Is that specifically the case? This feels like an area where our language can fail to capture the nuance of what someone is trying to say and it gets misstated as something really similar but different.
To give an example, take 3 people named A, B, and C. A and B are both from Africa, while C is from elsewhere.
A and B have 9 genetic differences. B and C have 1 genetic difference. A and C have 10 genetic differences.
We can make the claim that the genetic difference between someone from Africa and from elsewhere (B to C, thus 1) is much smaller than the difference between two people in Africa (A to B, thus 9). 1 is smaller than 9, so this statement is true, but could easily be misunderstood to saying that the two most genetically distinct individuals are from Africa, which isn't the case because A to C is the most genetically distinct and C is from elsewhere.
The two statements seem nearly equivalent and the wrong one could accidentally be spread by someone who is really just trying to focus on expressing how much genetic diversity is within Africa.
Africa is the continent on which humanity originated from, and peoples in other continents migrated in waves. So the most insular communities in Africa have had more time to diverge than the most insular communities in other continents.
They are talking with respect to internal diversity I believe.
As an Anglophone you may notice a similar thing in language, and in English you can notice the large diversity in accent in native UK speakers.
Non-Africans split from Africa relatively late in human genetic history. So A and B's divergence point(s) can readily be quite a bit earlier than C's. So, as you pointed out, C is likely more closely related one of A or B. Let's say B.
The big difference between B & C is that B is much more likely to incorporate genes from other early branches than C is. Therefore B is likely further away genetically from A than C is.
No, your split argument doesn't make the case you think it does. If groups A, B, and C were once groups A and B (and B split into B and C later), it's true that B and C are likely closely related, but it doesn't mean A and B are more different than A and C.
To put it another way, if we start with groups A and B, and then branch off B' from B, while B and B' are likely similar, that doesn't tell us anything about the relationship between A and B', and it doesn't imply that A and B' are closer than A and B.
I know that there is higher genetic diversity in Africa, and lower genetic diversity in non-African populations. That doesn't mean that there is greater difference between Africans and other Africans than between Africans and non-Africans; that only means there is greater difference between Africans and other Africans, than there is between non-Africans and other non-Africans.

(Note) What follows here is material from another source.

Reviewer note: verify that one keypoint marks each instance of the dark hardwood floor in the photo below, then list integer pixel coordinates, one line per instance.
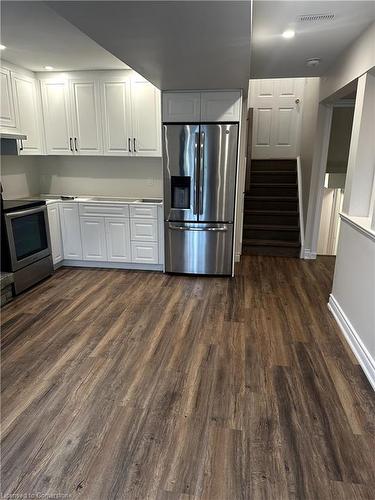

To put it another way: there is extremely low genetic diversity in peregrine falcons; housecats have much higher diversity. But the two most-different individuals, when taken from a sample that contains both housecats and peregrine falcons, will certainly be a housecat and a peregrine falcon. Despite falcons having lower genetic diversity, they are still more-different from a housecat than any given housecat is from another.
Of course, humans are the same species, so it won't be as dramatic. But high genetic diversity amongst sub-Saharan African populations doesn't mean that sub-Saharan Africans are more different from each other than they are from East Asians (for example) — it only means they're more different from each other, than East Asians are from other East Asians. Pick any two people in China, and they're probably pretty genetically similar; pick any two people in sub-Saharan Africa, and they're probably pretty genetically different. That doesn't imply anything about how different the two Chinese people are from the two African people.
Additionally, non-sub-Saharan populations typically have some non-Homo-Sapiens ancestry: Neanderthal and Denisovan, for East Asians, and just Neanderthal, for Europeans. While genetic diversity within those groups is low, it doesn't mean that genetic distance from any given sub-Saharan group is low.
To expand the second part of my argument: If C' is only descended from C, but B' is descended from B and D and F and Z, then B' has increased its genetic diversity more than C' has.
To give an example, take 3 people named A, B, and C. A and B are both from Africa, while C is from elsewhere.
A and B have 9 genetic differences. B and C have 1 genetic difference. A and C have 10 genetic differences.
We can make the claim that the genetic difference between someone from Africa and from elsewhere (B to C, thus 1) is much smaller than the difference between two people in Africa (A to B, thus 9). 1 is smaller than 9, so this statement is true, but could easily be misunderstood to saying that the two most genetically distinct individuals are from Africa, which isn't the case because A to C is the most genetically distinct and C is from elsewhere.
The two statements seem nearly equivalent and the wrong one could accidentally be spread by someone who is really just trying to focus on expressing how much genetic diversity is within Africa.